La Zona economica speciale (Zes) rappresenta un’occasione strategica senza precedenti per l’economia umbra, e su questo punto le organizzazioni sindacali non intendono restare spettatrici. A ribadirlo è Maurizio Molinari, segretario generale della Uil Umbria, che in una nota ufficiale ha invitato la Regione a coinvolgere attivamente le parti sociali nella definizione del Piano regionale delle priorità della Zes.
“Adesso che i riflettori della campagna elettorale si sono spenti – ha dichiarato Molinari – è il momento di affrontare i temi concreti, a partire da come la Regione intende orientare le risorse, su quali aree e secondo quali priorità”. Una presa di posizione che sottolinea l’urgenza di non trasformare la Zes in un’occasione mancata per l’Umbria, ma anzi di renderla uno strumento operativo e strutturale per il rilancio del territorio.

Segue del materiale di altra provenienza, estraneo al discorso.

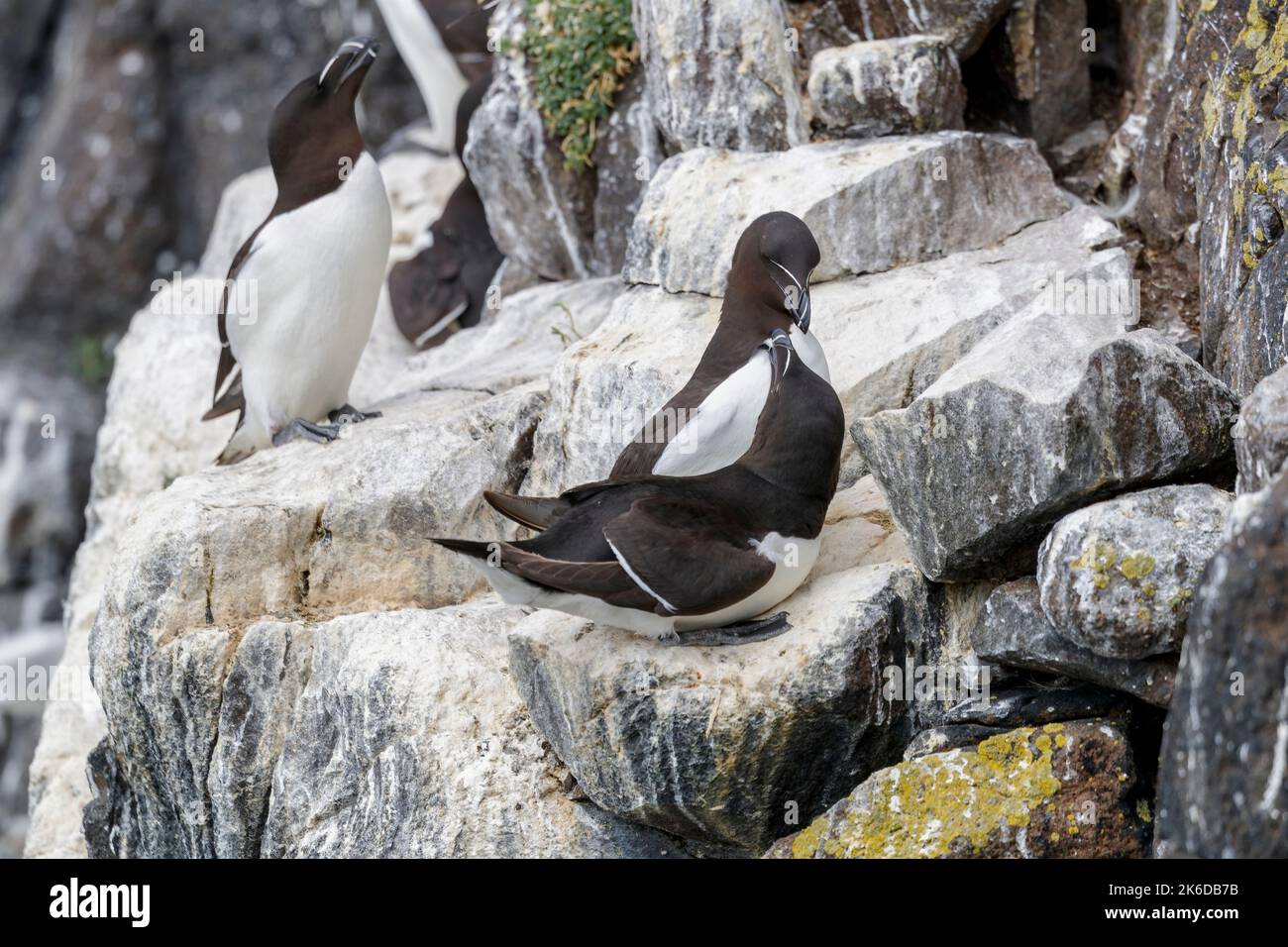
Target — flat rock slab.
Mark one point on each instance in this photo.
(374, 735)
(871, 205)
(729, 744)
(1223, 789)
(1117, 578)
(1043, 415)
(902, 85)
(1016, 631)
(1055, 791)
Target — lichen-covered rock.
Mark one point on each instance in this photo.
(887, 337)
(903, 85)
(964, 24)
(1117, 578)
(729, 744)
(1223, 789)
(391, 733)
(1261, 434)
(871, 204)
(1060, 789)
(720, 75)
(1244, 197)
(1017, 633)
(1043, 415)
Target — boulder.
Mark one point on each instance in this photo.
(905, 85)
(1222, 788)
(1056, 791)
(1261, 434)
(872, 205)
(887, 335)
(391, 733)
(1016, 631)
(732, 745)
(1043, 415)
(720, 75)
(1117, 578)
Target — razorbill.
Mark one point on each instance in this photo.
(691, 560)
(310, 273)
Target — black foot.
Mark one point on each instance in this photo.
(348, 414)
(733, 634)
(320, 433)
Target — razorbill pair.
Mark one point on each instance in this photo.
(696, 534)
(309, 274)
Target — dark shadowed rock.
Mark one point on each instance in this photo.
(1117, 578)
(1042, 416)
(1056, 791)
(1222, 785)
(1261, 434)
(1017, 633)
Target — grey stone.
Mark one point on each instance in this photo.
(720, 75)
(1017, 633)
(1042, 416)
(1261, 434)
(871, 204)
(1117, 578)
(1222, 788)
(903, 85)
(724, 744)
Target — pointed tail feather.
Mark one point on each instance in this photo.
(533, 512)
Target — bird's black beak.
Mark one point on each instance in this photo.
(781, 350)
(351, 59)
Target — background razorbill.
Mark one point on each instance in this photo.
(692, 560)
(310, 272)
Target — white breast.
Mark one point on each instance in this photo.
(313, 279)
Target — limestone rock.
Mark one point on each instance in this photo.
(1222, 788)
(1043, 415)
(872, 205)
(1061, 789)
(1117, 578)
(720, 75)
(1261, 434)
(1017, 633)
(903, 85)
(724, 744)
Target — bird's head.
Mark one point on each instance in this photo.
(772, 264)
(314, 127)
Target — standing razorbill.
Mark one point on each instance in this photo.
(692, 560)
(709, 421)
(310, 272)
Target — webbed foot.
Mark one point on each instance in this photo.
(742, 633)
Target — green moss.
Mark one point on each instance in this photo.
(581, 51)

Un impatto potenziale sul 5% del Pil regionale
Secondo i dati e le stime nazionali, l’attivazione della Zes potrebbe incidere fino al 5% del Prodotto interno lordo umbro, un impatto che impone una pianificazione chiara, trasparente e condivisa. Da qui l’appello del sindacato alla Regione Umbria affinché non operi scelte unilaterali, ma promuova un confronto vero con il mondo del lavoro, i territori e le associazioni produttive.
“Non possiamo permetterci di sottovalutare o politicizzare questa occasione – ha aggiunto Molinari –. Le priorità vanno individuate insieme, con spirito costruttivo, lasciando da parte logiche di rivalsa o divisione”.

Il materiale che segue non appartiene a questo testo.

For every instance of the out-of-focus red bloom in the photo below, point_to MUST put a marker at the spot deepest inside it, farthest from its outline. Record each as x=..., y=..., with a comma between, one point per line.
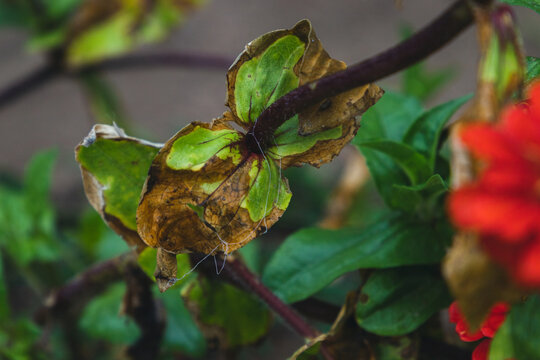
x=503, y=205
x=481, y=351
x=488, y=328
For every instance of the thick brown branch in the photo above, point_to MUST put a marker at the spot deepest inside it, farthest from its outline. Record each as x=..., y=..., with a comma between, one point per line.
x=239, y=270
x=75, y=294
x=425, y=42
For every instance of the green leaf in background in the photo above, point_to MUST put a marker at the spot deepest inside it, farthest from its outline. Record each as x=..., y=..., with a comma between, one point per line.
x=397, y=348
x=239, y=317
x=18, y=339
x=531, y=4
x=418, y=81
x=533, y=68
x=15, y=13
x=103, y=102
x=518, y=336
x=425, y=132
x=397, y=301
x=59, y=9
x=107, y=39
x=101, y=319
x=114, y=169
x=502, y=347
x=27, y=221
x=420, y=199
x=181, y=333
x=312, y=258
x=413, y=164
x=388, y=119
x=4, y=304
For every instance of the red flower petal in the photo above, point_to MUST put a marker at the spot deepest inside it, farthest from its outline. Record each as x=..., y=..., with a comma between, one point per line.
x=509, y=217
x=511, y=178
x=481, y=351
x=488, y=143
x=528, y=266
x=462, y=328
x=496, y=317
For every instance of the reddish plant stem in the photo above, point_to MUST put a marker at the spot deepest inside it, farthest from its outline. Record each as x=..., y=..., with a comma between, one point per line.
x=423, y=43
x=52, y=70
x=251, y=281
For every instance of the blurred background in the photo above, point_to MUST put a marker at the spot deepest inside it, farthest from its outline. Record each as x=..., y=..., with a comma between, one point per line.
x=157, y=102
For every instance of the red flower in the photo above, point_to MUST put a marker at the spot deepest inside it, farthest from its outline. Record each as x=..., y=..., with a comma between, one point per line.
x=481, y=351
x=503, y=205
x=488, y=328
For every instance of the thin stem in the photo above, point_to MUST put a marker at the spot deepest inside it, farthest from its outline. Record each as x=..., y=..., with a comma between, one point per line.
x=168, y=59
x=86, y=285
x=48, y=72
x=425, y=42
x=252, y=282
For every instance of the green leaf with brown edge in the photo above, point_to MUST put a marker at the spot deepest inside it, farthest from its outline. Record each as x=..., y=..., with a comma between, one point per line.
x=278, y=62
x=147, y=262
x=101, y=318
x=311, y=258
x=114, y=167
x=210, y=188
x=262, y=80
x=397, y=301
x=218, y=195
x=106, y=28
x=228, y=313
x=104, y=103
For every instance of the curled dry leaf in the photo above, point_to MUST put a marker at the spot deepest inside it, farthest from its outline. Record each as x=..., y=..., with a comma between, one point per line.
x=114, y=167
x=205, y=193
x=213, y=188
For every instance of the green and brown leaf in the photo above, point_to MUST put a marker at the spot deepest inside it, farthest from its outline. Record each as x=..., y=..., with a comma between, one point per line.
x=114, y=167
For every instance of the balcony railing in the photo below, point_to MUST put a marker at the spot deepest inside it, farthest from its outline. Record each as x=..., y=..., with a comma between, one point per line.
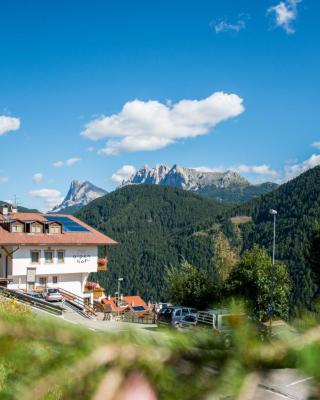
x=102, y=264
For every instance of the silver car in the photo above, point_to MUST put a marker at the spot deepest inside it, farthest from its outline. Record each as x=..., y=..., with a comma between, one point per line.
x=173, y=315
x=52, y=294
x=188, y=322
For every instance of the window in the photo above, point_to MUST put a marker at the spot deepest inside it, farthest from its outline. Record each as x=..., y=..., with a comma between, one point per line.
x=54, y=228
x=36, y=228
x=17, y=228
x=48, y=256
x=35, y=257
x=60, y=256
x=43, y=281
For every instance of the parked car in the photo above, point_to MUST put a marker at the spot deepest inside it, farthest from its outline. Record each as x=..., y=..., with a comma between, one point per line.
x=36, y=295
x=173, y=315
x=222, y=321
x=52, y=294
x=162, y=306
x=188, y=322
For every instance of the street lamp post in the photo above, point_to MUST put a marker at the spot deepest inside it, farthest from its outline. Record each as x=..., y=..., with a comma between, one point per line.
x=119, y=282
x=274, y=213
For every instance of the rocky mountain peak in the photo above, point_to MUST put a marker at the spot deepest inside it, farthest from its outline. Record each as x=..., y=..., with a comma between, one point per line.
x=79, y=195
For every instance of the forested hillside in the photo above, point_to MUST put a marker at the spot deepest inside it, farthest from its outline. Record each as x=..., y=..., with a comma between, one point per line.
x=237, y=194
x=155, y=226
x=298, y=206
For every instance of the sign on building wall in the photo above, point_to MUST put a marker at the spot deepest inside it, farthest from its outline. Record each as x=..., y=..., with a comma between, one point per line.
x=31, y=275
x=82, y=257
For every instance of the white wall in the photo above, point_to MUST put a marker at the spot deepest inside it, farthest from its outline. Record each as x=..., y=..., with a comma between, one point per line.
x=2, y=264
x=78, y=259
x=72, y=282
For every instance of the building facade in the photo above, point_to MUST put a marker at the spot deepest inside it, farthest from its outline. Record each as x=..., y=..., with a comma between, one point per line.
x=48, y=250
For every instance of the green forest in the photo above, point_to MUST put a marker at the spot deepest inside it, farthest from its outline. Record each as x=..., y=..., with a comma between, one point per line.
x=159, y=227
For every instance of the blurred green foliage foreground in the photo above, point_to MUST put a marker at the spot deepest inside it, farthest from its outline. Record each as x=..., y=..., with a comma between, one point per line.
x=41, y=358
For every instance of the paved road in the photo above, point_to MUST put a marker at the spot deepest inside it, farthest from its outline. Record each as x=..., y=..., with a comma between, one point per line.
x=277, y=384
x=284, y=384
x=96, y=324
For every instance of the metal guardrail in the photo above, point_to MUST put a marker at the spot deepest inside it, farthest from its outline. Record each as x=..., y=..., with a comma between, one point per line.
x=78, y=302
x=142, y=319
x=32, y=301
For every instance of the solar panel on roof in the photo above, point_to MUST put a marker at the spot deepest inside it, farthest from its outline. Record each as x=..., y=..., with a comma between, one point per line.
x=68, y=224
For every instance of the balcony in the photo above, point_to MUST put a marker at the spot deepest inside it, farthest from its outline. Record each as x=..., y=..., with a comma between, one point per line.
x=102, y=264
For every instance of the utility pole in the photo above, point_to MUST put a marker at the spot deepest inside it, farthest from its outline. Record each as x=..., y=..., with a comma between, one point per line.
x=119, y=282
x=271, y=306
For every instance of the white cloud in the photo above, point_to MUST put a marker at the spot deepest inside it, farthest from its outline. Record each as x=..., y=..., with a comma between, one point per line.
x=208, y=169
x=255, y=169
x=51, y=197
x=225, y=26
x=285, y=14
x=37, y=178
x=66, y=163
x=291, y=171
x=124, y=173
x=8, y=124
x=316, y=145
x=151, y=125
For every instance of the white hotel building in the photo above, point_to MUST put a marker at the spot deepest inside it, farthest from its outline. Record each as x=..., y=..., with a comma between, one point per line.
x=48, y=250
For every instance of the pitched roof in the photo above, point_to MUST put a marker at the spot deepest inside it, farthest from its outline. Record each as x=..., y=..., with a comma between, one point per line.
x=91, y=236
x=135, y=301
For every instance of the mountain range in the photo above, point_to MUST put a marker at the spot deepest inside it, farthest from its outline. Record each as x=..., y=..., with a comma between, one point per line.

La denuncia: “Il declino umbro è stato ignorato per troppo tempo”
La Uil Umbria ricorda come il tema dello sviluppo economico regionale e della sua fragilità non sia nuovo, ma anzi sia stato più volte denunciato dai sindacati, spesso inascoltati. Il rischio ora è che la Zes si trasformi in una semplice etichetta senza contenuti reali, se non accompagnata da un programma dettagliato, con interventi mirati e infrastrutture adeguate.
In questo contesto, l’organizzazione sindacale invita a superare la fase delle rivendicazioni e delle polemiche per entrare in quella della costruzione concreta e collaborativa.

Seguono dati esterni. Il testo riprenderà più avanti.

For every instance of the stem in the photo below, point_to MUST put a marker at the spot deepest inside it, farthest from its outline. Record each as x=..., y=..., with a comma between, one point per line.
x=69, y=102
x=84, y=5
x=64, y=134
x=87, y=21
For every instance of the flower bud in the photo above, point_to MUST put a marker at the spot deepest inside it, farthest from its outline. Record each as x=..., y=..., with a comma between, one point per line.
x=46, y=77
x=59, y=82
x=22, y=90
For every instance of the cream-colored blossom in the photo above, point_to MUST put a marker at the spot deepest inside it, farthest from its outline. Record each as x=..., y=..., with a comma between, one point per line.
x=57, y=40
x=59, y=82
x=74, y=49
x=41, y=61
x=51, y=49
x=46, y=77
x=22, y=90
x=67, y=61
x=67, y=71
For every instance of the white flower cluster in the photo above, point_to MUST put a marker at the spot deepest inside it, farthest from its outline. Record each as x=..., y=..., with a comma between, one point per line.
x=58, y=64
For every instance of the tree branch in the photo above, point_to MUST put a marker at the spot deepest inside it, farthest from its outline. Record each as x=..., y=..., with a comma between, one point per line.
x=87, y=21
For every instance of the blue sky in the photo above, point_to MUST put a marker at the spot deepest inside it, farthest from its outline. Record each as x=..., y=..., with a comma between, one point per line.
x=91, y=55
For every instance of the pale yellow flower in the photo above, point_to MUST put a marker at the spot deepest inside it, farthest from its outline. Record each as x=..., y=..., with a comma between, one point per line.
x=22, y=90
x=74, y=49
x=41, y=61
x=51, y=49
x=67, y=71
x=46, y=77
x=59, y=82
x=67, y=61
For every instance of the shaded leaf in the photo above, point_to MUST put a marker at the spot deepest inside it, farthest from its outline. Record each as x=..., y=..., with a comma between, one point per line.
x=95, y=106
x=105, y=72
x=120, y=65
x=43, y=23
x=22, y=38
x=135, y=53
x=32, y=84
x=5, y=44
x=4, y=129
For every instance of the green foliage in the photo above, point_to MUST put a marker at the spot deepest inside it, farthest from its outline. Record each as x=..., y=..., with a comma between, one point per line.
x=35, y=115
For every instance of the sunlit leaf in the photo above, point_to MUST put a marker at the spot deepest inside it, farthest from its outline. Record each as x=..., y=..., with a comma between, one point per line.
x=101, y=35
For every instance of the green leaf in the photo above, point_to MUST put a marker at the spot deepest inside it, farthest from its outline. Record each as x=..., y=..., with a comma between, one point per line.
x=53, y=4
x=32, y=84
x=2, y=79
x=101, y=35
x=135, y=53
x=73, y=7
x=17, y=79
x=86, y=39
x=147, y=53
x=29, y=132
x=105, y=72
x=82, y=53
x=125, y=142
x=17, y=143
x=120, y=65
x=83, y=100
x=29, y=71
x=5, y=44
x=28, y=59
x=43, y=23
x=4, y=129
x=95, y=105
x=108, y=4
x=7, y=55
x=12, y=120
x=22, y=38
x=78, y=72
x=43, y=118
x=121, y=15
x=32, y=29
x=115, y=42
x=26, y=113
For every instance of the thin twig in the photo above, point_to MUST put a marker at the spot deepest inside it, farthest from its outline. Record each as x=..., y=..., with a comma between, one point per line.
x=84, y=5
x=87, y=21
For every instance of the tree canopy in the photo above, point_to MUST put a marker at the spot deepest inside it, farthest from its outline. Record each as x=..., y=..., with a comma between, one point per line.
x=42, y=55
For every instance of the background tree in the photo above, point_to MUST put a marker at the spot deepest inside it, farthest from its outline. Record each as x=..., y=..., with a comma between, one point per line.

“La Zes non può restare una scatola vuota – ha concluso Molinari – ma deve diventare il volano capace di far uscire l’Umbria dalle difficoltà economiche degli ultimi anni”.
Prossime sfide: governance, aree d’intervento e attrazione degli investimenti
Le scelte della Regione in materia di Zes saranno determinanti anche per definire le modalità di governance del progetto, le aree territoriali da includere e le politiche di attrazione degli investimenti. Solo un approccio integrato e condiviso potrà garantire risultati duraturi e un impatto effettivo sull’economia locale e sull’occupazione.